Idea 2: Recording Memories
Daily farm activity capture tool. Log farm events, organise them and retrieve it when needed. Building compliance evidence and personal records from the same habit. Record keeping proved to be the most difficult aspect of compliance.

Idea 3: Inspection assistant
A tool to help farmers prepare for and feel more in control during inspections. Anxiety around inspections was a real pain point for farmers due to its randomness and dependence on the nature of the inspector.
Idea 2 was the one the research kept pointing at. Record keeping emerged as the single most consistent finding across both surveys and all four interviews. It was also the only direction that addressed the farmer as a whole person rather than as a compliance actor and did not rely on external input to be valid amongst the three.
Core Design Flows
Farmers are already burdened with complex digital systems
The design needed to be simple. Research from official EU sources had flagged that farmers were struggling with the current complexity of the digital systems they interact with when complying with agricultural policy. Based off of the farmer experience map when keeping records, the core functionalities were summarised into 3 major flows.

User Testing
Where it Broke
I then had my flows designed up to mid fidelity, but I needed to get it into the hands of users so that any gaps present might be revealed before bumping up the fidelity. I got 3 users to test: a part-time farm worker, a designer (for usability flows), and a farmer. The testing revealed the following gaps and inspired direct modifications to address these concerns.




Branding
Identity Rooted in the Land
The naming came from the concept of leaving a trace and the logo was inspired by the rings of a tree which can be used to tell the age of the tree and what sort of life the tree lived, but in this case it'd be doing the same for farmers.

The Solution
Leaving a Trace
Trayce asks one thing of a farmer: log what happened today. A photo of a new calf. A voice note about a treatment administered. A quick text about a delivery. Over time, those daily captures build into something useful. A well of evidence that equips the farmer to be confident when navigating bureaucracy while being an archive of personal memories of farm life.

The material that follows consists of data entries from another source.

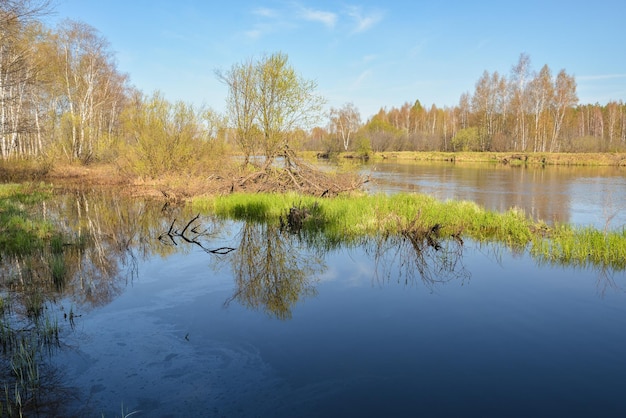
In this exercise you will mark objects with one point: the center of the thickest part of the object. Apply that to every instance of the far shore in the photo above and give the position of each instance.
(181, 186)
(512, 158)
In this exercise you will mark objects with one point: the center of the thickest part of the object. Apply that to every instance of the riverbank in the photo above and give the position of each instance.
(506, 158)
(184, 186)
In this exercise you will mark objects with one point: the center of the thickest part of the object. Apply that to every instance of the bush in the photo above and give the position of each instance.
(165, 138)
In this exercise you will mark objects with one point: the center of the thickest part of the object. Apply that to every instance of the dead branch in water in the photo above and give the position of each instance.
(191, 236)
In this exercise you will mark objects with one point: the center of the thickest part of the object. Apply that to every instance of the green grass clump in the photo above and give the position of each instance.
(20, 233)
(581, 246)
(349, 217)
(346, 219)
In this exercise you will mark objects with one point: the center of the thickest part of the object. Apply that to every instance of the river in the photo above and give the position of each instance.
(287, 326)
(593, 196)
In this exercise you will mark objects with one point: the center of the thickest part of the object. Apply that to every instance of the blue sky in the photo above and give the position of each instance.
(373, 54)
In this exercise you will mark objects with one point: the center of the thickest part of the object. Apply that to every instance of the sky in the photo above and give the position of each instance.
(374, 54)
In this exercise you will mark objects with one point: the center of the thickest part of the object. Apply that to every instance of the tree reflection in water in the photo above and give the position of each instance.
(418, 255)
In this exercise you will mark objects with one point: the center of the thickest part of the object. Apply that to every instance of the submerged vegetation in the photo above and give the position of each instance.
(348, 219)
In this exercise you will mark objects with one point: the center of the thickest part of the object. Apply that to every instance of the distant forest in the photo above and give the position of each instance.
(62, 97)
(525, 111)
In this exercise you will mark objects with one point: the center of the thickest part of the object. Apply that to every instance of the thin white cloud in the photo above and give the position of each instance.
(265, 12)
(327, 18)
(361, 79)
(601, 77)
(369, 58)
(363, 21)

Some of the major flows of Trayce include:
Capturing
Farmers can quickly log events in multiple media formats
Organizing
Captured records stack chronologically and can be curated into Albums depending on farmer preference
Retrieving
Easily retrieve captured records either by searching or navigating to a particular day.
Final Thoughts
Looking back, Looking forward
Separate area of concern from area of influence
The deeper the research went, the clearer it became that many of the most pressing issues farmers face sit with government structures and policy frameworks that interaction design can't touch. Mapping out the areas where design could actually influence a solution was key at the early stages of research.
Validating habit formation
The hypothesis suggests that a daily capture habit, built up over weeks and months, generates a backlog of evidence that makes compliance less reactive. The design creates the conditions for that habit to form, but the sustainability of these habits is subject to time and iterations.
Designing for people thrown into unfamiliar user experiences
The problem that kept surfacing throughout this research goes beyond farming. In a bid to comply with sustainability policies, individuals across many sectors are being asked to navigate systems that feel designed without them in mind. The burden falls on the people least equipped to carry it. Agriculture was the context for this research but the pattern is much wider than that, and one I plan to keep designing around.